Kebijakan yang ada ini menurut saya sudah tepat dan real bijak pada porsinya. Namun
seharusnya juga diperlukan aturan tambahan setelah melewati proses persetujuan dan perizinan
oleh pihak pengadilan agama. Perizinan sudah dilewati, lalu kedua belah pihak tersebut
menikah. Perjalanan selanjutnya memang pilihan mereka masing-masing, namun seharusnya
juga mempunyai tujuan dan kepercayaan yang sama hingga akhir hayat nanti. Satu atap, satu
rumah dan bahkan satu ranjang, namun visi dan misi yang mereka miliki tidak akan sama jika
mereka tidak memeluk hal yang sama. Bukan lagi tentang toleransi, namun ini sudah masuk
dalam tahap rumah tangga yang harmonis dan sesuai harapan.
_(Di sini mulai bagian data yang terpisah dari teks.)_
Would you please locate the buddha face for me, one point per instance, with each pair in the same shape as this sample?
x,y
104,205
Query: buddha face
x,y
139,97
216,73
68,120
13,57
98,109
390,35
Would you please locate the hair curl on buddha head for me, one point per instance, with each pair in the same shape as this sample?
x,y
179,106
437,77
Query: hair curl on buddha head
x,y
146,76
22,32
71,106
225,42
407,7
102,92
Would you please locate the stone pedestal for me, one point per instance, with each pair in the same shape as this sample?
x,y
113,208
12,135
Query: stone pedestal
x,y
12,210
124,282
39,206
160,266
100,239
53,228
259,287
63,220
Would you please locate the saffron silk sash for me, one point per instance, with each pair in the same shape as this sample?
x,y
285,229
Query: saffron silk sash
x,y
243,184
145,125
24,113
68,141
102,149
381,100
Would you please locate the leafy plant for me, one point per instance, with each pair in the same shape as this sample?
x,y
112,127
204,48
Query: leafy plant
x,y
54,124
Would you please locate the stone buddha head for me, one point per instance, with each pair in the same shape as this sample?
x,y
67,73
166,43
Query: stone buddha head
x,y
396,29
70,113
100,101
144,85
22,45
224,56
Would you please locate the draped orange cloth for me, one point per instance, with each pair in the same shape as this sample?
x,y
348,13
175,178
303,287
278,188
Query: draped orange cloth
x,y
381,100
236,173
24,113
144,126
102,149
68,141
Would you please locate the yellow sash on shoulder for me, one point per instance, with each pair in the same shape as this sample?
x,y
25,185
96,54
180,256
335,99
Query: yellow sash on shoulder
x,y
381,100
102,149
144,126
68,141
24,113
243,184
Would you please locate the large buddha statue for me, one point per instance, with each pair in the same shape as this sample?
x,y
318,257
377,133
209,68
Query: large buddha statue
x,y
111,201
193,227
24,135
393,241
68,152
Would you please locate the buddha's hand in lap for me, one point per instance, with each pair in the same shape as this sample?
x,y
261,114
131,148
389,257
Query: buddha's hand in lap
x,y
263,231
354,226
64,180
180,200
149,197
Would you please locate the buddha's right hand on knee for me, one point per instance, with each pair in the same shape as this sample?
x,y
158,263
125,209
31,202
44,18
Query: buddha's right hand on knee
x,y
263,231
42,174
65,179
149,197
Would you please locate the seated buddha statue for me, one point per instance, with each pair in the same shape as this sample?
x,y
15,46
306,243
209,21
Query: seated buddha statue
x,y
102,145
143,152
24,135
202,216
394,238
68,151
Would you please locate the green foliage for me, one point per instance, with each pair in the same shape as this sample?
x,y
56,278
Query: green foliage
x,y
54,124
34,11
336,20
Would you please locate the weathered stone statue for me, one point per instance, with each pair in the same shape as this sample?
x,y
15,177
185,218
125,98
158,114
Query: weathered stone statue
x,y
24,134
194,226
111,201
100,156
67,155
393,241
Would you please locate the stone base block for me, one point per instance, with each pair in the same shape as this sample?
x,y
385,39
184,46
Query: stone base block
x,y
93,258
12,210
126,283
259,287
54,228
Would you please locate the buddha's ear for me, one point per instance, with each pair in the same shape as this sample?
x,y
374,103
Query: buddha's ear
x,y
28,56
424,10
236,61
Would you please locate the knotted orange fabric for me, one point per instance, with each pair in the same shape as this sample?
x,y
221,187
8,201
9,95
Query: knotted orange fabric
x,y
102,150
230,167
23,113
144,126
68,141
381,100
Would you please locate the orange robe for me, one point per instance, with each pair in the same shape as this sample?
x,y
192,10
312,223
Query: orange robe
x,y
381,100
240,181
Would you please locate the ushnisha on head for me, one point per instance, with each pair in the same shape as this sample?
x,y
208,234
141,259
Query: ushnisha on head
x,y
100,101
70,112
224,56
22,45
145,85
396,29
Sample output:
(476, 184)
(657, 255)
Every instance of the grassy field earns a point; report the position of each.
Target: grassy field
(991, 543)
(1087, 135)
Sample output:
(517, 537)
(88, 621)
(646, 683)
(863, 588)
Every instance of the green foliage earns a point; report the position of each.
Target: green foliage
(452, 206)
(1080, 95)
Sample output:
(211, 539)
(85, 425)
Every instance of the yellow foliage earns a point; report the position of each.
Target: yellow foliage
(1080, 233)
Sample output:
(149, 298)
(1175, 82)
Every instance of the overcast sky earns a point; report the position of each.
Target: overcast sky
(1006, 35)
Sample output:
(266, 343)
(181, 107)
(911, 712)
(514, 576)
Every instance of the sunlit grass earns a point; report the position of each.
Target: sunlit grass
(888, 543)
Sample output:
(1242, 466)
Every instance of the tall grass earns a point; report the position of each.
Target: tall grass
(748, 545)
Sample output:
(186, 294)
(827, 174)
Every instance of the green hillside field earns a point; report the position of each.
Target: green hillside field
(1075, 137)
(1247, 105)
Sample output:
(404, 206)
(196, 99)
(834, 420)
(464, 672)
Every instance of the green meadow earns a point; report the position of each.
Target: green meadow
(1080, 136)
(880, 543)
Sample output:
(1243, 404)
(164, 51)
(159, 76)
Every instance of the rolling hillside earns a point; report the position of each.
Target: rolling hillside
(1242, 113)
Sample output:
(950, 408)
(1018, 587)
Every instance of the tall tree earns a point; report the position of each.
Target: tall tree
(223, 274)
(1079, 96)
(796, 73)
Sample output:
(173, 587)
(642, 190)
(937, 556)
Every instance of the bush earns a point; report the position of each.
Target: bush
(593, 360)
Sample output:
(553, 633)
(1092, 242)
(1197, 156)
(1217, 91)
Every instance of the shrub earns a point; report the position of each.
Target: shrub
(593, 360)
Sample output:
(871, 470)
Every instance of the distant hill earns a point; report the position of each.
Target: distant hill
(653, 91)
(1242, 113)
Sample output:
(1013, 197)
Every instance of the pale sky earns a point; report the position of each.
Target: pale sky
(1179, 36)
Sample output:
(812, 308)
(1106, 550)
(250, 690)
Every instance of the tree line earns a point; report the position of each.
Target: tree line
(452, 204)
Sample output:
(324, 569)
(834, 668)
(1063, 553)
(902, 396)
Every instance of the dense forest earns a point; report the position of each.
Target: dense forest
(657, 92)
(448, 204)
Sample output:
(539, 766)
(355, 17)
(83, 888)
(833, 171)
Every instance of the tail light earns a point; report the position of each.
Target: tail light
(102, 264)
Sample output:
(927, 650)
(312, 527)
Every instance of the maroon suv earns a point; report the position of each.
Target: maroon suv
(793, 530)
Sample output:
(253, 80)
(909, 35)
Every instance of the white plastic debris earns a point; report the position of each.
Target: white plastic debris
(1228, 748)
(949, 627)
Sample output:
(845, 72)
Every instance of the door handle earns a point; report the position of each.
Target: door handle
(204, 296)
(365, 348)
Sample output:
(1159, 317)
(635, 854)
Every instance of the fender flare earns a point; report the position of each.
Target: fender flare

Pemerintah mengeluarkan
persyaratan dengan bijak, namun bekum bisa kompleks dalam menanggapi kedepannya.
Persyaratan hanya menjadi jembatan semata tanpa ada aturan dan kebijakan lanjutan.

Sudah merasa mendapatkan apa yang diinginkan, maka individu tersebut kebanyakan
juga akan kembali ke asal mula dia berasal. Bahkan banyak pula kejadian perceraian karena
mereka satu sama lain tidak merasa cocok. Proses yang panjang untuk mencapai tujuan tersebut
hanya akan sia-sia tanpa adanya tindakan lanjutan. Semisal ada kebijakan bary mengenai
pernikahan beda agama yang sudah berhasil, maka tidak boleh kembali ke agama asal adalah
kebijakan yang tepat untuk kedepannya. Hal tersebut bukan tentang pemaksaan untuk memeluk
hal yang baru, namun justru memberikan perjalanan panjang sebagai proses untuk percaya pada
agama yang baru tersebut. Bukan maksud untuk mengurangi agama satu dengan yang lain,
namun demi keharmonisan memang lebih baik ada tindakan lanjutan setelah adanya perizinan.